To prevail in a legal action based on a sexually hostile environment claim, the employee must usually establish a "pattern of ongoing and persistent harassment,” or a sufficiently severe instance of harassment that alters the conditions of employment in some significant way. To determine whether an environment is sufficiently hostile or abusive enough to violate the law, the court will look at all the circumstances, including the frequency of the discriminatory conduct, its severity, whether it is physically threatening or humiliating (versus being a "mere offensive utterance,”) and whether it unreasonably interferes with an employee's work performance.
Not surprisingly, there are still many courts (and juries) who are inclined to think that a victim of a sexually hostile environment is "making a bigger deal" out of some incidents than he or she should, and reject the legal claim on that basis.
Your employer can be liable for the acts of your immediate supervisor or for the acts of customers.
Because a supervisor's employment decision can only be made by virtue of the power the employer has vested in him or her, that decision is, for legal purposes, the act of the employer. An employer can also be liable for a hostile environment caused by the plaintiff’s supervisor. Employer responsibility for co-worker harassment is evaluated under a "negligence" standard. This means that liability is imposed where the company knew or should have known of the harassment and failed to take prompt remedial action.

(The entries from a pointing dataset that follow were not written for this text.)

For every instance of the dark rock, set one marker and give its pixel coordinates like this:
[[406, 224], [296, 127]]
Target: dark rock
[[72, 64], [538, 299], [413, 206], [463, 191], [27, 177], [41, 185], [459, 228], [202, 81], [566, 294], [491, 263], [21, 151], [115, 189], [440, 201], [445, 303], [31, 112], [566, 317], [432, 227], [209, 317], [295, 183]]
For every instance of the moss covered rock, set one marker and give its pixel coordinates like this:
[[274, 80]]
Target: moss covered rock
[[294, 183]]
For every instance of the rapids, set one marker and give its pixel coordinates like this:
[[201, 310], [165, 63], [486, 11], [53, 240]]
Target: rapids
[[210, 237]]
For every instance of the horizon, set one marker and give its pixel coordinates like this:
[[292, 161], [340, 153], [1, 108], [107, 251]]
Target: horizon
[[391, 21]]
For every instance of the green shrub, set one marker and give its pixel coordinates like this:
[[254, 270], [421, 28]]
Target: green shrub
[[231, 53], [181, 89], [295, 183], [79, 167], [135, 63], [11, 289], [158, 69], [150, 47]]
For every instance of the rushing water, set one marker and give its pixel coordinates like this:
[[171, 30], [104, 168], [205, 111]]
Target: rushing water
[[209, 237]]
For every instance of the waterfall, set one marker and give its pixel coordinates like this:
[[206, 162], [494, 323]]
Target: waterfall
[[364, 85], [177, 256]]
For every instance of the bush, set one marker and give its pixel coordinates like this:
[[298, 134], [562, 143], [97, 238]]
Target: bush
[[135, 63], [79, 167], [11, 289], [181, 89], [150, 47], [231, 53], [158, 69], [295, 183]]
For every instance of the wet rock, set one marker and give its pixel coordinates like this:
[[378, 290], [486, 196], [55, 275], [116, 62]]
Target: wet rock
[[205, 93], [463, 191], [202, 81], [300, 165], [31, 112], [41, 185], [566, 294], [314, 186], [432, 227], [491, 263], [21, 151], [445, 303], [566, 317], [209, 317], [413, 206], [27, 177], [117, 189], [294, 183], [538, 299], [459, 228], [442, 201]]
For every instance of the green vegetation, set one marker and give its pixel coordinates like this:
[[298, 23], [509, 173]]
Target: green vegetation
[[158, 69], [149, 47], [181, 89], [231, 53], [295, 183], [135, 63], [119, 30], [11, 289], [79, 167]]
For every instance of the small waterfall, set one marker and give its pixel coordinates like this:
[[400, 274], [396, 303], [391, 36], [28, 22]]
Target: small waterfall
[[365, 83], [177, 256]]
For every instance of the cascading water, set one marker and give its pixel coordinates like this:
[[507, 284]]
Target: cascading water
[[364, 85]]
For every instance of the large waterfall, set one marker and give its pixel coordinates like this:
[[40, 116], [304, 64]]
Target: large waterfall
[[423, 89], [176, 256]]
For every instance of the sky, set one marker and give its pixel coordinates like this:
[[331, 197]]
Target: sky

Employers may also be held responsible for customer harassment of employees where the employer either ratifies or acquiesces in the harassment by not taking immediate and/or corrective actions when it knew or should have known of the conduct.
Give notice of the harassing conduct to your employer.
Giving notice to your employer of the sexually harassing conduct triggers the employer's duty to take prompt corrective action that is "reasonably calculated to end the harassment." You've given notice if you complain in accordance with your employer's internal policies, or possibly even if you've simply given clear notice of what's going on to an appropriate supervisor.
If the employer has an anti-harassment policy and has generally exercised reasonable care to prevent and promptly correct sexually harassing behavior, your failure to follow that policy by not giving the employer the opportunity to address the problem may prevent you from later prevailing in court. However reasonable it may seem at the time, you can't expect to keep quiet about the problem and then challenge the employer later. If you do this, the employer can plausibly respond that you acted unreasonably in not taking immediate advantage of its internal policies and procedures designed to address these types of problems.
What are my options beyond the workplace?
If your efforts to address sexually harassing behavior informally or through internal company channels fail, you have a range of options available to you, including recourse to state and federal anti-discrimination agencies and private lawyers. You may also want to consult with a lawyer before you even try to address the matter internally.
Bear in mind, however, that for many of the same reasons set forth in my post, "What To Do When You Get Fired, Part 5: Evaluate Your Options," the real-life downside consequences of taking legal action against your employer (cost, stress, risk, notoriety) may well outweigh the advantages. On the other hand, if nobody stands up against this type of employer and supervisory misconduct, it never ends.
While I certainly don't recommend kidnapping your boss, a la "Nine to Five," and keeping him locked up indefinitely while the workplace goes on without him, keeping your head down and hoping that the situation gets better on its own is also usually not a winning strategy. It may be time for a round of "To Quit or Not to Quit" or "Give Your Resume a Makeover" instead. Before making any of these decisions, however, you should consult with an employment lawyer to make sure that you are basing your actions on a clear understanding of what your legal rights are in the state where you are employed.